Architecture:                    x86_64
CPU op-mode(s):                  32-bit, 64-bit
Byte Order:                      Little Endian
Address sizes:                   46 bits physical, 48 bits virtual
CPU(s):                          16
On-line CPU(s) list:             0-15
Thread(s) per core:              1
Core(s) per socket:              1
Socket(s):                       16
NUMA node(s):                    1
Vendor ID:                       GenuineIntel
CPU family:                      6
Model:                           85
Model name:                      Intel(R) Xeon(R) Gold 6130 CPU @ 2.10GHz
Stepping:                        4
CPU MHz:                         2095.207
BogoMIPS:                        4190.20
Virtualisation:                  VT-x
Hypervisor vendor:               Xen
Virtualisation type:             full
L1d cache:                       512 KiB
L1i cache:                       512 KiB
L2 cache:                        16 MiB
L3 cache:                        352 MiB
NUMA node0 CPU(s):               0-15
Vulnerability Itlb multihit:     KVM: Mitigation: Split huge pages
Vulnerability L1tf:              Mitigation; PTE Inversion; VMX conditional cache flushes, SMT disabled
Vulnerability Mds:               Mitigation; Clear CPU buffers; SMT Host state unknown
Vulnerability Meltdown:          Mitigation; PTI
Vulnerability Mmio stale data:   Mitigation; Clear CPU buffers; SMT Host state unknown
Vulnerability Spec store bypass: Mitigation; Speculative Store Bypass disabled via prctl and seccomp
Vulnerability Spectre v1:        Mitigation; usercopy/swapgs barriers and __user pointer sanitization
Vulnerability Spectre v2:        Mitigation; Retpolines, IBPB conditional, IBRS_FW, STIBP disabled, RSB filling, PBRSB-eIBRS Not affected
Vulnerability Srbds:             Not affected
Vulnerability Tsx async abort:   Mitigation; Clear CPU buffers; SMT Host state unknown
Flags:                           fpu vme de pse tsc msr pae mce cx8 apic sep mtrr pge mca cmov pat pse36 clflush acpi mmx fxsr sse sse2 ss ht syscall nx pdpe1gb rdtscp lm constant_tsc rep_g
                                 ood nopl nonstop_tsc cpuid pni pclmulqdq vmx ssse3 fma cx16 pcid sse4_1 sse4_2 movbe popcnt tsc_deadline_timer aes xsave avx f16c rdrand hypervisor lahf_lm
                                 abm 3dnowprefetch cpuid_fault invpcid_single pti intel_ppin ssbd ibrs ibpb stibp tpr_shadow vnmi flexpriority ept vpid fsgsbase tsc_adjust bmi1 avx2 smep bm
                                 i2 erms invpcid rtm mpx rdseed adx smap clflushopt clwb xsaveopt xsavec xgetbv1 xsaves pku ospke md_clear flush_l1d

If you prevent the kvm or vsock modules from loading then that will prevent LXD from trying to start the VM, allowing you to start LXD and then remove the VM:

See for the things that LXD checks to detect VM support:

This might help:

Thanks a lot.
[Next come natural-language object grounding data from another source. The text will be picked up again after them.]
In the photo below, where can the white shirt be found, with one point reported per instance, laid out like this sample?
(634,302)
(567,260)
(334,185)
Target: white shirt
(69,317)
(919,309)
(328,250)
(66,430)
I will try this part but its weird that when i tried start VM the system just reboots. And after few tries it just don’t go up and we needed to restore. Is there any other thing I can check on lxd side what might be causing it probably a dump exactly what it does and persist on some log before rebooting the host OS.

LXD just runs QEMU for VMs, so its possible its an incompatibility of running QEMU KVM VMs inside XEN guests.